In the morning, Peter Damisch presented a very entertaining and informative lecture about the famous Antarctic explorer Sir Ernest Shackleton. Peter gave an interesting overview of Shackleton's early years and his will to travel to Antarctica and fulfill what no one had ever done before. In 1911, Amundsen has already reached the South Pole first, but there was still a challenge: The crossing of the white continent from the Weddell Sea to the Ross Sea.
Upon his announcement to look for volunteering seamen, he received about 5,000 requests back! He chose his men carefully, looking for personalities that would make a good team and be willing to work together in the harshest conditions and in a very confined place. Peter ended his talk with Shackleton setting out for his voyage to Antarctica. Part II is soon to come!
After lunch (delicious as always, Executive Chef Norbert does a fantastic job), I headed out on deck together with the Expedition Staff. “Mad Dog” Rich and Mike spent hours outside, showing the guests amazing seabirds flying around the ship. Today they counted 15 different species!
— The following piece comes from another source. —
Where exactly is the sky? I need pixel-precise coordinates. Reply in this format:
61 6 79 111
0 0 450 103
But no whales so far... but in the afternoon, lecturer Franz Gingele walked out on deck and within a few seconds spotted four fin whales in the vicinity of the Prince Albert II and walked back inside... lucky hit!
In the afternoon, I presented a lecture about the “Legends of the Deep”, anecdotes and stories about the oceans in general. Where is the deepest place on earth? Why is it so difficult to conduct research in the deep sea? Does the giant squid really exist? Are there corals in cold waters?
Later in the afternoon, Marylou talked about the most important animal in the Southern Ocean, serving as food for seals, penguins, whales, birds: Krill. The species Euphausia superba is perhaps the most successful organism on the planet, having a total biomass of about 200-250 million tons! The underside of ice floes, pack and fast ice serve as a nursery for the growing krill, feeding on a variety of monocellular algae, mostly diatoms, that live there.
At 6 pm, the seawater thermometer on the Bridge displayed 4°C and it was foggy outside. We were crossing the Antarctic Convergence, where cold, northward-flowing Antarctic waters meet the warmer waters of the Sub-Antarctic flowing south. Within approximately 50-100 kilometres, the temperature of the seawater drops about 3-5°Celsius. The Convergence is not a fixed line drawn onto a map or a political border. We will not find an Immigration Office there, but it clearly marks our transfer into the realm of Antarctica! Welcome!